Governing parties are giving no clues on how the country's gun laws will change following Friday's terror attack in Christchurch.
Prime Minister Jacinda Ardern announced little more than 12 hours after the attacks that there would be change, but it will be up to 10 days before the country knows how far the government will go.
A Cabinet meeting ran over by at least an hour yesterday but coalition parties insist they are united and that a provisional call has been made.
"We are of one mind. We are absolutely united as a Cabinet, Ms Ardern.
"This was a Cabinet decision and that is your total answer,"New Zealand First leader Winston Peters added.
Mr Peters had only a little more to say on the matter, before refusing further interviews.
"After 1pm on 15 March our world changed forever. And so will some of our laws."
Green Party referred for the second time to previous policy on gun reform.
ACT's David Seymour is pleased to see the government taking the time to get all of the information it needs.

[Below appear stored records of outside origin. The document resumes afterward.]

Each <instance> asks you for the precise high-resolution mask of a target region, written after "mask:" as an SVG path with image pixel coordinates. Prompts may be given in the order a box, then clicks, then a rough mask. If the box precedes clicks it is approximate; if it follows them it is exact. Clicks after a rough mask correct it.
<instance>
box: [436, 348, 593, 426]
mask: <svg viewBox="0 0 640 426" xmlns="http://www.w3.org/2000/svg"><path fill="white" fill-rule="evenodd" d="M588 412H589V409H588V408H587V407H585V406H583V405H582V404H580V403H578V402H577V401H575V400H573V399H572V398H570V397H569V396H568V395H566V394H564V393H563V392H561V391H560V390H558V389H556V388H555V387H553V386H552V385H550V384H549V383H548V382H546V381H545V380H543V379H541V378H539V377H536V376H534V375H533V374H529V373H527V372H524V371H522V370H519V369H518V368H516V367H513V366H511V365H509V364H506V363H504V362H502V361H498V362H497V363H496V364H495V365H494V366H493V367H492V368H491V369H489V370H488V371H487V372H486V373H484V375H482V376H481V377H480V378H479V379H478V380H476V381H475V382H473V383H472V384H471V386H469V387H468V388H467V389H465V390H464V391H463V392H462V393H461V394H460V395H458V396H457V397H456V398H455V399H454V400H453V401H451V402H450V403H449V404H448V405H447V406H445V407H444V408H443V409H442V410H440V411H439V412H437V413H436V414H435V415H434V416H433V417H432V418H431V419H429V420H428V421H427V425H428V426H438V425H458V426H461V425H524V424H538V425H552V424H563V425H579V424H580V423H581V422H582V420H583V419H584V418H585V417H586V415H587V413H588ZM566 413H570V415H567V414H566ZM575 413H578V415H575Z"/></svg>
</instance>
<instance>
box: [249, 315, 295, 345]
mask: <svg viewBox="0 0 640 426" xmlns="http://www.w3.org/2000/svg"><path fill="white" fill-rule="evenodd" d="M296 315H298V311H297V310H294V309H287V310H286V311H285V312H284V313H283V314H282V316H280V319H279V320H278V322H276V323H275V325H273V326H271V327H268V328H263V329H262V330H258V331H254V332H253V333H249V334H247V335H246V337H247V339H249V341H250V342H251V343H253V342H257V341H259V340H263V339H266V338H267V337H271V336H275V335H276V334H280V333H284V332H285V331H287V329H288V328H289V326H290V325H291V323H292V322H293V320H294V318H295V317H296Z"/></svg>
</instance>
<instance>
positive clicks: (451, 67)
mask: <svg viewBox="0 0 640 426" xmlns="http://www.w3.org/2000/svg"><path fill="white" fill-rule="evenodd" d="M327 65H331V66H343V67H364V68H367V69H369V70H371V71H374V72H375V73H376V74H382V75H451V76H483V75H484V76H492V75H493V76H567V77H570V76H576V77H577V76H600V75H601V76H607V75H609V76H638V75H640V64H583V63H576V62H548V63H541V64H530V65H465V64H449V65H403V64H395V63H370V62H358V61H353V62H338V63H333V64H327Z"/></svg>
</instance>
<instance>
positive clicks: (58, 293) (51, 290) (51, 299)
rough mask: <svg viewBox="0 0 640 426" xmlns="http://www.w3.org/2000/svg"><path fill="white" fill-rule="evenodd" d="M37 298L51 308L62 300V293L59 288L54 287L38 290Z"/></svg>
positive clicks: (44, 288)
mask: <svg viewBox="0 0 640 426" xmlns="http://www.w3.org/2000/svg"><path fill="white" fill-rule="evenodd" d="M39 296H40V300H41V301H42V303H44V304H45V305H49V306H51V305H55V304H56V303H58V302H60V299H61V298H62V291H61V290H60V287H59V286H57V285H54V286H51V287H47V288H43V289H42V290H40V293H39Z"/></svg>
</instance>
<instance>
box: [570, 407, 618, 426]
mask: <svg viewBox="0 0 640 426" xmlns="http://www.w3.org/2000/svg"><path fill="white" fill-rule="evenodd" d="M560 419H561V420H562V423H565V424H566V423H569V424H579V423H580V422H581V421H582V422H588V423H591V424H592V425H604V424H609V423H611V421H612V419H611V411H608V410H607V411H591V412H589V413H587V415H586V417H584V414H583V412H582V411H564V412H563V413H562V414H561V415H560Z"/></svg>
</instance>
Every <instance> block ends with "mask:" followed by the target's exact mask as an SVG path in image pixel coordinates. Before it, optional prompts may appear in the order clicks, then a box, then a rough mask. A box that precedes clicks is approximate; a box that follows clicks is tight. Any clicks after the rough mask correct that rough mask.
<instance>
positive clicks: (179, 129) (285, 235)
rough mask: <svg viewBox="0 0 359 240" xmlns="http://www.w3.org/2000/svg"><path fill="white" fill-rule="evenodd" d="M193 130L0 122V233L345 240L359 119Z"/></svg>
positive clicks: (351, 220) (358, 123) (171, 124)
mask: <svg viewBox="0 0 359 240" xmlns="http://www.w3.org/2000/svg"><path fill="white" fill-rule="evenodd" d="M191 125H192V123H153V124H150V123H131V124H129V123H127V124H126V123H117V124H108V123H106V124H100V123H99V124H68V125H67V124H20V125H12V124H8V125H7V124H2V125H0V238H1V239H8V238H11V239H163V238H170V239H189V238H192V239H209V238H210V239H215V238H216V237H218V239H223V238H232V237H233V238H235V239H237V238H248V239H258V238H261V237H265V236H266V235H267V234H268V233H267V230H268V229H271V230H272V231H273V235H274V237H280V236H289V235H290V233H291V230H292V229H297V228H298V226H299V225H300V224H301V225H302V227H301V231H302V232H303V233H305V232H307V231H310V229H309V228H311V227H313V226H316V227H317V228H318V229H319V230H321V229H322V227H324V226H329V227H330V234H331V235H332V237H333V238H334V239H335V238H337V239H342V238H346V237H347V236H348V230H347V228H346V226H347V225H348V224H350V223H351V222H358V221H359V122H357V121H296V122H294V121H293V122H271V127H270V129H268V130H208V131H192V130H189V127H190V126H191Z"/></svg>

"I think it's clear that gun laws will change in some way," he said. But without knowing how the attack was able to be carried out it was it was very difficult to say exactly how to improve the laws to prevent it happening again.
National Party leader Simon Bridges also refused to comment, with a spokesperson saying nothing new had happened so they were not sure what they were meant to comment on.
The government yesterday announced an inquiry into five government agencies, and their actions leading up to and during Friday's event, which could be on the scale of a Royal Commission.
Ms Ardern said it would cover the country's two spying agencies, the SIS and the GCSB, as well as police, customs and immigration.
"The purpose of this inquiry is to look at what all relevant agencies knew, or could or should have known, about the individual and his activities, including his access to weapons and if they could have been in a position to prevent the attack," she said.
It will also look at whether there were any impediments to sharing information, such as legislative or intelligence sharing challenges, she said.
Ms Ardern has not confirmed what sort of inquiry it will be, but said there were three options: a public inquiry, a ministerial inquiry or a royal commission.
Mr Seymour said it must be a full-scale royal commission.
"There is no way that this tragedy could warrant anything less than a royal commission with independent commissioners reporting to the Governor-General rather than the government of the day.
"Because whether we like it or not there are serious questions round the way that government agencies have performed."
Ms Ardern said she plans to announce the government's gun law changes by this time next week.
The terms of reference for the planned inquiry were being drawn up, she said, and would be released once the government had decided on which type of inquiry and who would lead it.